February 20 - April 6
First Friday Receptions: March 1 & April 5
Artist statement:
“My mixed media sculpture, video, and two-dimensional work uses humor to play with issues of power, and complicity. It highlights trade-offs of power—some willing, others coerced— suggesting a complicity that reveals our conflicted relationship to power. The work revels in a material frivolity fueled by kitsch material choices that belie the depth of content. With a wide range of influences from art to gender politics, I use humor to explore culture.

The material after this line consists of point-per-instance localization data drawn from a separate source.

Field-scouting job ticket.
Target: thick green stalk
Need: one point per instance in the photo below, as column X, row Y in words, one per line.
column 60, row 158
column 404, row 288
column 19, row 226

Formally, the work moves between two and three dimensions as it investigates the slippage between the real and the fictive. For example, a kitschy airbrushed portrait on a carved form orb confuses the dimensionality of Mike Kelley’s face in Portrait of an Artist as a Dead Man, while stickers of wood chips make a paper-mâché form appear to be carved from strandboard in Paradise Redux. My often-kitsch material choices indulge a self-conscious surface silliness that invites a multi-layered reading of my work. Carved foam, welded steel, airbrushed portraits, and latch-hook rugs are all worthy carriers of deeper meaning.”
About her Cube exhibit:
“For my Cube exhibit I have developed a project I began at the Wassaic Project in New York. The work included observing local goats in the creation of a video and emerged from a Fulbright Nehru grant period spent in India. While observing the goats in India, I was taken by the ability to rise above--quite literally. For Cube, I will create a multi-channel video and sculptural installation featuring footage of a piñata party I hosted for several goats in Wassaic. The party featured a goat-shaped piñata made entirely from vegetables and an Olympic medal style stand. The installation will feature a large-scale version of the stand, the sides of which will function as video screens, as the form itself acts as a monolith dedicated to achievement. The space surrounding it will be decorated with medallions and sculptures made of carnations. The carnation pieces conflate the tokens we get for winning with those we get in death. The carnations will be allowed to dry out and ultimately die through the exhibition, furthering the arc of the works experience.”